El “orden” mundial se basa en un injusto gradiente de bienestar, donde unos pocos países muy ricos se benefician de la mayor parte de la riqueza. Mantener este gradiente exige dominación política, económica, comercial y militar. Al final todo puede computarse en unidades de violencia institucional: cuando la ejercen los países ricos, o cuando no la ejercen directamente, sino con déspotas locales a los cuales se les deja ubicar las rentas de su rapiña en santuarios financieros occidentales.
Hay otro gradiente igualmente injusto. Los sistemas desarrollados han de disipar la entropía (desorden) y los residuos tangibles e intangibles hacia el exterior. La basura se acumula en un mundo cada vez más pequeño y habitado, y aunque una parte se mantiene muy limpia, otra avanza dramáticamente desde la pobreza rural hacia la miseria de los asentamientos precarios y campos de refugiados.

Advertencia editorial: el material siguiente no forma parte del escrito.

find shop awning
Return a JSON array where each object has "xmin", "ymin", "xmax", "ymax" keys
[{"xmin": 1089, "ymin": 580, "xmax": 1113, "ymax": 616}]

Pensar que estos gradientes se mantendrán sin problemas graves, es una ingenuidad. Pequeñas cosas acaban conectando el mundo rico y el pobre; pequeñas como los virus. Nacidos en lugares inconcebibles, donde seres humanos, aves, cerdos viven en hacinados en chabolas y corrales donde los gérmenes juegan a cruzarse y mutar por el cotidiano salto de especie que promueve la miseria compartida.
Los virus son capaces de moverse de país y continente en pocas horas. Y al hacerlo, nos recuerdan que este es un solo mundo, y que su biosfera se ha globalizado al hilo de la economía y el movimiento de capitales, bienes y personas…
El bumerán regresa con toda su capacidad de conectar lo que tanto ha costado en separar y ocultar. ¿Pagaremos el precio sin más?; o intentaremos ir algo más lejos e impugnar un mundo injusto, y construir elementos de un gobierno global, con instituciones multilaterales y sometimiento al derecho internacional…
Decía Rudolf Virchov, cuando se la acusaba de hacer política por su crítica social, que la política no era más que medicina en gran escala. ¿Qué tal una buena dosis de medicina preventiva para el mundo?.